A filesystem does not offer storing reference counts, not directly anyway;
instead, it stores file objects (regular files, directories, etc.). For UAS to
keep a reference count (a number) for itself, it would have to put that number
into a text file, which is an action everyone can relate to. However, updating
file content is generally not atomic; commonly, two actions are required, one
read operation to load the current number, and one write operation to store the
updated number. Furthermore, most contemporary implementations of operating
systems split writes into chunks at some point, making a single write request
(as far as an application is concerned) non-atomic. Even more so, because some
filesystem drivers also do caching, synchronization of writes is also out the
window, in particular with networked filesystems.
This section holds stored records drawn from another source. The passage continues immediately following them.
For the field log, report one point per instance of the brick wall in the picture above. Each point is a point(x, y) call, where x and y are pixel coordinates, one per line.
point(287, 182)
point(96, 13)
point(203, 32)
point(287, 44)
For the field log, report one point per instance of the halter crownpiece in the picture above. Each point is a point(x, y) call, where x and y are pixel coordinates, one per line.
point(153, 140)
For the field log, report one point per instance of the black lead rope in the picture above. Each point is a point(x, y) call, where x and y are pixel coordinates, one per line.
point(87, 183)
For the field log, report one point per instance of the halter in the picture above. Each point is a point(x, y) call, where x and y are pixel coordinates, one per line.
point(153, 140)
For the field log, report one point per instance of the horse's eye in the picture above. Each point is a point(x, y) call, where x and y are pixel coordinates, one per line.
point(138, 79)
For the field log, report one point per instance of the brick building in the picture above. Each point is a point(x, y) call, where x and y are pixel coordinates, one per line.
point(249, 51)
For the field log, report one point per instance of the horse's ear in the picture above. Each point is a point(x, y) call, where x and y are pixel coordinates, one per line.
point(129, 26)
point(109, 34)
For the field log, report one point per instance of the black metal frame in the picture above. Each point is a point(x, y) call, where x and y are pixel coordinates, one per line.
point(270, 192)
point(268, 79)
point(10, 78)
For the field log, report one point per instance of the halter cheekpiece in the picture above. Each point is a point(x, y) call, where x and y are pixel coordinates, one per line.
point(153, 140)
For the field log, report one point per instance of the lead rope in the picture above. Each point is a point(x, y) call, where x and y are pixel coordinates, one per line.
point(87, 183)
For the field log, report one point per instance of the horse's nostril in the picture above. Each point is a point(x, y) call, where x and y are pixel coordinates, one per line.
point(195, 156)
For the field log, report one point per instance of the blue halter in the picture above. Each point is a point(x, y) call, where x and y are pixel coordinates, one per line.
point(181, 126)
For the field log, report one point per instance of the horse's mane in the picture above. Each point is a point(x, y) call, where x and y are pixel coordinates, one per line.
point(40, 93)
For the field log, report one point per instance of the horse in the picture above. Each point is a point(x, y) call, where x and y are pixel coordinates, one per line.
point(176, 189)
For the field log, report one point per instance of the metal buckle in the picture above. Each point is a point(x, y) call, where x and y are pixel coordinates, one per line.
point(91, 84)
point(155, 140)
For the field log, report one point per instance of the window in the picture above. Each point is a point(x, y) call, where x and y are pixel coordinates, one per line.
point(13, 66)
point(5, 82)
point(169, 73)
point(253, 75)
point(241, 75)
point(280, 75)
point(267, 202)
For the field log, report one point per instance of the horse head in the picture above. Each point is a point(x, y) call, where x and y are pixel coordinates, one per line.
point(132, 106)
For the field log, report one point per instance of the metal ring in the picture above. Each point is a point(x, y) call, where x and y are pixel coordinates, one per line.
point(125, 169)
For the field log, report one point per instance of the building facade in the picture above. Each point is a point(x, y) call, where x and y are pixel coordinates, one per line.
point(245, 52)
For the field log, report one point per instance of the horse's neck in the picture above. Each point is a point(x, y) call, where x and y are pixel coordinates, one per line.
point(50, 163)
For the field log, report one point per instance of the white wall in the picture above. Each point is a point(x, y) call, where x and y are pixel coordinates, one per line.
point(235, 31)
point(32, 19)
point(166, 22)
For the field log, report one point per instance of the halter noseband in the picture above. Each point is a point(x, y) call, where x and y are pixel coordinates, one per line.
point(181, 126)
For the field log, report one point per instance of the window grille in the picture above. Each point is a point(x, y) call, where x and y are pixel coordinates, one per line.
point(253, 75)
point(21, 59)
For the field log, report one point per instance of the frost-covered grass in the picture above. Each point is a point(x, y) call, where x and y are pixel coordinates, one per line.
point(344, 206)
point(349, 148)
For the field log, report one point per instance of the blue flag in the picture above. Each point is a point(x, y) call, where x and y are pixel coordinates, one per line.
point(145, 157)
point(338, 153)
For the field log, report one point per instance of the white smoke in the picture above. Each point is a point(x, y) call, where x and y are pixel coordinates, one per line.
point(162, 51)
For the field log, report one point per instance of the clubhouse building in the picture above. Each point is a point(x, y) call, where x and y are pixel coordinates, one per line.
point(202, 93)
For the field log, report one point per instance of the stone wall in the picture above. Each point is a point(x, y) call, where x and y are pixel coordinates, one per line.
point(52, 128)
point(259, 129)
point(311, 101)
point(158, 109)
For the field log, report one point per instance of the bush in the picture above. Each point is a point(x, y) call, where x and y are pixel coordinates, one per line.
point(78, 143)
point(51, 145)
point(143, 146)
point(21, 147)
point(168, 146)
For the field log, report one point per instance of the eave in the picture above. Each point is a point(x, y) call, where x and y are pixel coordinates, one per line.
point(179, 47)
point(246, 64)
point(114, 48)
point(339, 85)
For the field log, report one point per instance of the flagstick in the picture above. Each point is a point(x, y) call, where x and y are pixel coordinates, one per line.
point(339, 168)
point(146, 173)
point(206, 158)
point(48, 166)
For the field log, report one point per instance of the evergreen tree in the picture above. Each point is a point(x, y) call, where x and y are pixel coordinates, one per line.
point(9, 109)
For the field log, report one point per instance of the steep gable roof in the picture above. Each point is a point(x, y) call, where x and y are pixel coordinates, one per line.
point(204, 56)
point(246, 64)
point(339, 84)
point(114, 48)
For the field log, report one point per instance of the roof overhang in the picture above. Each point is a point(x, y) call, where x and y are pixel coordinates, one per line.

== Atomics in filesystems ==

Typical local filesystems only offer a few number of atomic operations usable
as buildings blocks: creation, rename and deletion of regular files and single
directories (and sometimes some other entities as well). Yet, operating systems
also already have caveats in the basics too.

The rename(2) manual page of linux-man-pages-4.16 for example states: "there
will probably be a window in which both @oldpath and @newpath refer to the file
being renamed", which means rename is not truly atomic. UAS is not affected by
this particular property however, similar to how the non-synchronicity of
(certain parts of) NFS is not a dealbreaker to many users.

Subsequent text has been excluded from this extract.